The Place Where They Race: Exploring Indigenous Roots of Western North Carolina

Written by Grace Rector

Published March 1, 2024

The devastating impacts that European colonization had on indigenous peoples span globally across human history. Here, in modern day Leicester, North Carolina, we, at Durrant Farms wish to respectfully acknowledge the tribal nations whose land we occupy today. We believe that it is important to increase awareness of the true history of colonization’s effect on indigenous peoples whose lands and lives have been taken through centuries of violence, oppression, ethnic cleansing, and broken treaties. According to Native Land Digital, we reside on Cherokee, Yuchi, and Miccosukee land. In writing this post, I would like to acknowledge that as indigenous history was primarily passed down orally, most written history is written from the perspective of the conquerors, and this may lead to the potential for varying accounts of the information and history provided. That being said, the intention of this post is to express the truth of who the Cherokee people are through a brief telling of their origins, history, culture, interactions with European colonialists, and where they are today. 
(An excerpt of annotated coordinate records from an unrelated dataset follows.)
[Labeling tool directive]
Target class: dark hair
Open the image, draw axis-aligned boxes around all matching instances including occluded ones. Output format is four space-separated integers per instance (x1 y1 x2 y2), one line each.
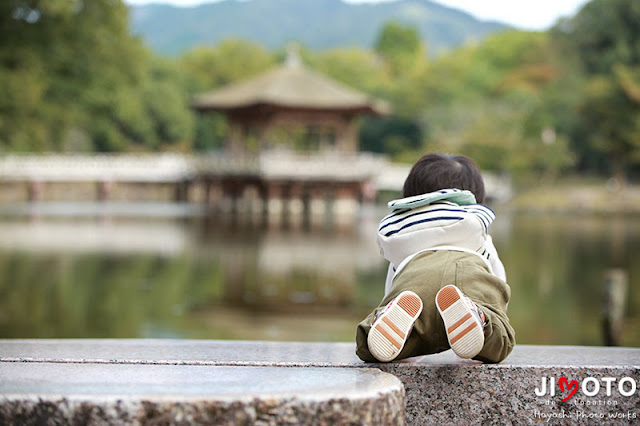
402 152 484 203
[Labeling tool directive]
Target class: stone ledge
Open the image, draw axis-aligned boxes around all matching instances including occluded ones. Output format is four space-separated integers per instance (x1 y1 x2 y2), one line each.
0 339 640 424
0 362 404 425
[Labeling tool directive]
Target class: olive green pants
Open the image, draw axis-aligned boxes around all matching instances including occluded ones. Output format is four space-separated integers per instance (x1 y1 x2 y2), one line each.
356 250 515 362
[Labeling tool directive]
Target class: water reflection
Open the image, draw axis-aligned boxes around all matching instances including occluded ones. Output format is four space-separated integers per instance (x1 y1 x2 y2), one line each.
0 205 640 346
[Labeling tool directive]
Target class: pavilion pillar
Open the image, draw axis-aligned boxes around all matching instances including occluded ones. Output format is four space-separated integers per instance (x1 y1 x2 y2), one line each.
336 117 358 152
27 180 44 202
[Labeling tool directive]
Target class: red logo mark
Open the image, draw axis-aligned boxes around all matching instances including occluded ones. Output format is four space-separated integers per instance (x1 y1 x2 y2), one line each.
558 377 578 402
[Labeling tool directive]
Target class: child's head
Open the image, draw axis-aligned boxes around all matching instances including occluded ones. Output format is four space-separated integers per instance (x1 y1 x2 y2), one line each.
403 153 484 203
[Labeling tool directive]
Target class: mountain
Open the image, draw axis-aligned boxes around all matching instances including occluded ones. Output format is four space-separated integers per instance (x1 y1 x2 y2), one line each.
131 0 509 55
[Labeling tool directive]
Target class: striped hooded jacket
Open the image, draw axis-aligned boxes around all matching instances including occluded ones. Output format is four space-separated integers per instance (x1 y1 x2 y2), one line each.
377 189 506 292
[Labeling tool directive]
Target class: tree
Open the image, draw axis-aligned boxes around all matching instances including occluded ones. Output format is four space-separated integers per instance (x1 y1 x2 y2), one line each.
552 0 640 183
0 0 147 151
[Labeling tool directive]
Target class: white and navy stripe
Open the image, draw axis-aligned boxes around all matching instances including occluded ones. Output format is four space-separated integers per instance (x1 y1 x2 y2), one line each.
378 202 496 237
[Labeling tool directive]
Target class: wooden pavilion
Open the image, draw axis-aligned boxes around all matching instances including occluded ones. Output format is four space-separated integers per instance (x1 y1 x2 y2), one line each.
192 49 389 153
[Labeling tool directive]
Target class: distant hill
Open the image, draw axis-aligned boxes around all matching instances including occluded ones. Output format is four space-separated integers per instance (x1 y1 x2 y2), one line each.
131 0 509 55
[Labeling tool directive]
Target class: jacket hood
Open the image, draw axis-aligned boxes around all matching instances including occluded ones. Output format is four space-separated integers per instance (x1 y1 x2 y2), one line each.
377 189 495 268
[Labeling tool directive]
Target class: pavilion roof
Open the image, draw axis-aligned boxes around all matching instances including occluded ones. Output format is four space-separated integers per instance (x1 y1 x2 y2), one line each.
191 61 390 115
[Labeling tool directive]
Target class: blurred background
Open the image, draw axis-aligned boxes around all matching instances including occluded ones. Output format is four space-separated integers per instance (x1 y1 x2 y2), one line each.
0 0 640 346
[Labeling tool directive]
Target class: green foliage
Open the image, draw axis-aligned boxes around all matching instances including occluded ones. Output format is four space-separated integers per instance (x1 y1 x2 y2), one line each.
0 0 640 179
552 0 640 182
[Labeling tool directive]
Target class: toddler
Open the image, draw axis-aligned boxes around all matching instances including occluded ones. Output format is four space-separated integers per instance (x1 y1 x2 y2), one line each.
356 153 515 362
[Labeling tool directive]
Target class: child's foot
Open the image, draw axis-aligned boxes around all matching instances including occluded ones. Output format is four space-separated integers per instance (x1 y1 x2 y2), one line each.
436 285 485 359
367 291 422 362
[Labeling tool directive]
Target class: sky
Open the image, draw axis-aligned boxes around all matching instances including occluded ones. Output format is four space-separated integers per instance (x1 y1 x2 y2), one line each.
124 0 588 30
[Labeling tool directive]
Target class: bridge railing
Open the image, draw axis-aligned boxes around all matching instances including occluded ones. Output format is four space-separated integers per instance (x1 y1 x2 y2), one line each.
0 151 387 182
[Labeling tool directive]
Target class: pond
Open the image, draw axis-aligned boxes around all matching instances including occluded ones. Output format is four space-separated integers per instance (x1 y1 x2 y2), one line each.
0 203 640 347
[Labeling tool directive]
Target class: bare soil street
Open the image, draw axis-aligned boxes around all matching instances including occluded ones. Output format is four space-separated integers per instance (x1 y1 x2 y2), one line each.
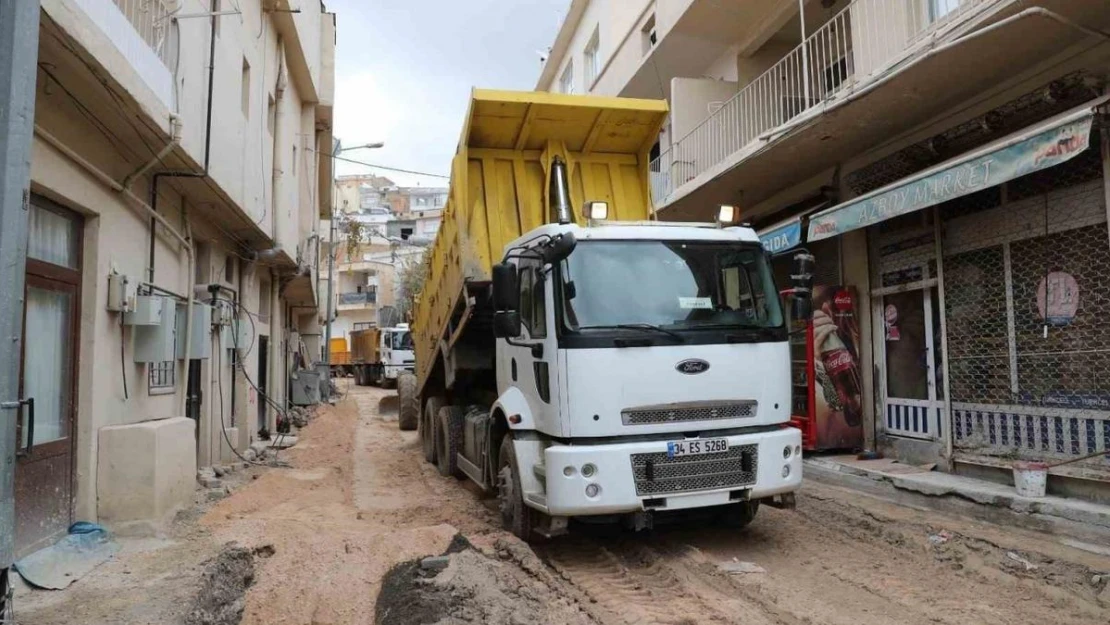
10 383 1110 625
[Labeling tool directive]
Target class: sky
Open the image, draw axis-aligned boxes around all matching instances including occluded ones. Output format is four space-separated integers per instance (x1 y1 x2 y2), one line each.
325 0 569 187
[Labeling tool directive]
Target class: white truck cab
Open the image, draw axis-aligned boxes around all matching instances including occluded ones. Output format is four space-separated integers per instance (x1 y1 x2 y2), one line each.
474 222 801 531
379 323 416 382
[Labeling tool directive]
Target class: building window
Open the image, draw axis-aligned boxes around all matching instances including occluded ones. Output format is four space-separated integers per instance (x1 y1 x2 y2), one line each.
585 27 601 91
558 61 574 93
929 0 960 22
639 13 658 56
147 361 178 395
259 279 270 323
241 57 251 118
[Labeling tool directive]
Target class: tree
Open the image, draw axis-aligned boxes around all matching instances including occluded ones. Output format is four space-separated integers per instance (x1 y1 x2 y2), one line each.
397 251 432 320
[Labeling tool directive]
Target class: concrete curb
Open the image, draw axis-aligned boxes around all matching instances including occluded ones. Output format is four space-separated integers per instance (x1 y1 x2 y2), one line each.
803 458 1110 553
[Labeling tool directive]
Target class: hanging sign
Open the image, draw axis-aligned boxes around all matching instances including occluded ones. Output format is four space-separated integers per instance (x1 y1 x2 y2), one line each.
1037 271 1079 325
806 108 1094 241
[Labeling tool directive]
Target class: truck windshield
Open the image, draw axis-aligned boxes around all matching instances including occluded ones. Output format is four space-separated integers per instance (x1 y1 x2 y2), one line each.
562 241 783 332
393 331 413 350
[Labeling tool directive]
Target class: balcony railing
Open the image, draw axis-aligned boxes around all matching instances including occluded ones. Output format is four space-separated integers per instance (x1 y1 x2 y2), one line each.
340 292 377 306
113 0 172 67
649 0 1008 206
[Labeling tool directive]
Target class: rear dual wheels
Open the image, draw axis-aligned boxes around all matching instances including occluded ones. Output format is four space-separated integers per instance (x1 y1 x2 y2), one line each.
420 396 443 464
397 373 420 432
433 406 465 477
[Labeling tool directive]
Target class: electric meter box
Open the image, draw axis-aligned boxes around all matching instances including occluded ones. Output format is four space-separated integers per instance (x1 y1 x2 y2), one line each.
174 302 212 360
123 295 164 325
131 296 178 363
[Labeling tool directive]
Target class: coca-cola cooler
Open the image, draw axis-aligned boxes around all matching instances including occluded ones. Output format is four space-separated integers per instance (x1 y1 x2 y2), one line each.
790 285 864 451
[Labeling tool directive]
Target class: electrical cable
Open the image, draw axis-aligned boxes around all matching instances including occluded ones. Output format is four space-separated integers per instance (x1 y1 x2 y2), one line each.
120 312 131 402
309 148 451 180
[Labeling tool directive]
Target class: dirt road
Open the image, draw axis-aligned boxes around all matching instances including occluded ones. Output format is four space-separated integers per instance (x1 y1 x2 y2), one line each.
17 386 1110 625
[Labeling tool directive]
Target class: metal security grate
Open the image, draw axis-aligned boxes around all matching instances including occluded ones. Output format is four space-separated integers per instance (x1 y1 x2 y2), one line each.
620 400 758 425
941 148 1110 480
632 445 759 495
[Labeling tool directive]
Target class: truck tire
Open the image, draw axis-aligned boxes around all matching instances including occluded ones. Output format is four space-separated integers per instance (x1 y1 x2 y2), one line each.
718 501 759 530
420 395 443 464
497 434 536 541
433 406 464 478
397 374 420 432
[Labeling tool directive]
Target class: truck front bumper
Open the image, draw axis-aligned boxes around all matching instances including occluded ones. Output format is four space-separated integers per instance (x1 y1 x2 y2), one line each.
537 427 801 516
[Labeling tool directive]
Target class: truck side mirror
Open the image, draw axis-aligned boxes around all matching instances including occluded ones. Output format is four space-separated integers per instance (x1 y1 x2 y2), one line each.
493 311 521 339
790 250 816 321
493 263 521 311
541 232 578 264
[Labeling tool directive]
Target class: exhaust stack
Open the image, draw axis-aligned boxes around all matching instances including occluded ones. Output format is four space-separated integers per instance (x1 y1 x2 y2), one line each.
547 157 573 224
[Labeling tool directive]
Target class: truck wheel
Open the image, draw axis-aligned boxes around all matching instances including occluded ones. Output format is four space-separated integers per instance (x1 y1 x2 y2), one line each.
434 406 463 477
497 435 536 541
420 395 443 464
718 501 759 530
397 375 420 431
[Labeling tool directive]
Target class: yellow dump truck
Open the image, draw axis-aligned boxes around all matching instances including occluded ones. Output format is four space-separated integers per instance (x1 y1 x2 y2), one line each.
398 90 801 540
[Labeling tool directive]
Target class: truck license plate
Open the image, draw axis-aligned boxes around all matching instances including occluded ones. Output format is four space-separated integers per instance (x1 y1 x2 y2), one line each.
667 438 728 457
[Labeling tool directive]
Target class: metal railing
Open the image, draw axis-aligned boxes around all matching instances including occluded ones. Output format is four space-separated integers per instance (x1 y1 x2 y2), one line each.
340 291 377 306
649 0 1006 206
113 0 176 67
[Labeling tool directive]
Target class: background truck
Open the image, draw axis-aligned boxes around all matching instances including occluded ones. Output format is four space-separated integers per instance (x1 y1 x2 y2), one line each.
350 323 414 386
398 90 813 540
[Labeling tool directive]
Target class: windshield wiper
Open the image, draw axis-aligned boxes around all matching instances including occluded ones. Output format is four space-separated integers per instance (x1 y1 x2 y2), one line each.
578 323 686 343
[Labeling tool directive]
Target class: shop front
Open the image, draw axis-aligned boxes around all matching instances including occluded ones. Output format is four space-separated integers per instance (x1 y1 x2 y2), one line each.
806 98 1110 482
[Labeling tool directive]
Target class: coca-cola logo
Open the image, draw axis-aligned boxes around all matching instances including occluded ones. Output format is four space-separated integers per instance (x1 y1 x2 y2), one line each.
825 349 852 375
675 359 709 375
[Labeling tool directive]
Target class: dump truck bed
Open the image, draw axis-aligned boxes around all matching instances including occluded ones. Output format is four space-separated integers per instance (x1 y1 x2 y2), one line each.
413 90 667 390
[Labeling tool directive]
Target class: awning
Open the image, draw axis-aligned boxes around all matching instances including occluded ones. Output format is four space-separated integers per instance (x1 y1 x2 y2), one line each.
759 216 801 254
807 97 1108 241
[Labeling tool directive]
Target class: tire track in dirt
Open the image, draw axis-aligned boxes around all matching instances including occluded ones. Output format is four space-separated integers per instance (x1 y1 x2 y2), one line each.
538 536 781 625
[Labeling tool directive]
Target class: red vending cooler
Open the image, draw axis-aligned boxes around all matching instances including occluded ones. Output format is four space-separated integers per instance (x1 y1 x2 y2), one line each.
790 285 865 451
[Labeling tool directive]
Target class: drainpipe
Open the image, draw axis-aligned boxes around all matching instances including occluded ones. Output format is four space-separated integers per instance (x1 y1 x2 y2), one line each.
178 209 200 419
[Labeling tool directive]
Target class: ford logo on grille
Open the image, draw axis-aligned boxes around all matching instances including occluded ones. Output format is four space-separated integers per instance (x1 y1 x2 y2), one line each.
675 359 709 375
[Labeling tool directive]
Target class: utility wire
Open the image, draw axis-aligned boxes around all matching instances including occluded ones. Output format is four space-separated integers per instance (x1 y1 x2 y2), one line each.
309 148 451 180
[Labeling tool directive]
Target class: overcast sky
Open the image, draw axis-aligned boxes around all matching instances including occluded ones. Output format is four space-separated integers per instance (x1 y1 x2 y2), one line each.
325 0 569 187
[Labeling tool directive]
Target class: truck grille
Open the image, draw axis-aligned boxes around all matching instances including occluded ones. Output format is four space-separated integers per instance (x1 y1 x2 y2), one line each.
632 445 759 495
620 401 758 425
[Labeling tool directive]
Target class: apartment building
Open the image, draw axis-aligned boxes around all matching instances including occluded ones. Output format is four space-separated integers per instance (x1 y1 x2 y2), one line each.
537 0 1110 501
16 0 335 554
Buncombe County, North Carolina, 1911 Map by Rand McNally via My Genealogy Hound

History of Cherokee Nation

The Cherokee nation was originally located in parts of 8 present-day Southeastern states including Kentucky, Virginia, North Carolina, South Carolina, Georgia, Tennessee, and Alabama. According to anthropologists, ethnographers, and geographers, the Cherokee nation have called this land home since the 1300s.  The Cherokee people traditionally referred to themselves as Ani-Yun’wiya, meaning the “principal people.” The name Cherokee is accepted today and it is spelled as Tsalagi in their own language. The name, “principle people,” comes from their belief that they were at the center of the world and their purpose was to protect the world through maintaining its state of equilibrium. The Cherokee people saw themselves as a part of the land, rather than separate from it–a perspective that was incomprehensible by the European colonialists and their way of life. They believed that the world came to be after a water beetle dove to the depths of the ocean and pulled up a piece of mud that became land. A giant buzzard then swept through this land and its wings pulled up the soft ground to become the mountains we know today as Southern Appalachia. 

The Cherokee people are historically very adaptive to change and new ways of life. Archaeologists have defined two cultural phases that can be connected to the Cherokee people, the Pisgah Phase (A.D. 1000-1500) and the Qualla Phase (A.D. 1500 to Historic times). Life in the beginning of the Pisgah Phase was more nomadic and survival was dependent upon the hunting of long extinct mammals. Later on, with their discovery of agriculture, the Cherokee people began to settle and build permanent housing. By the end of the Pisgah Phase, the Cherokee people had grown into a civilization and that began to shape their culture.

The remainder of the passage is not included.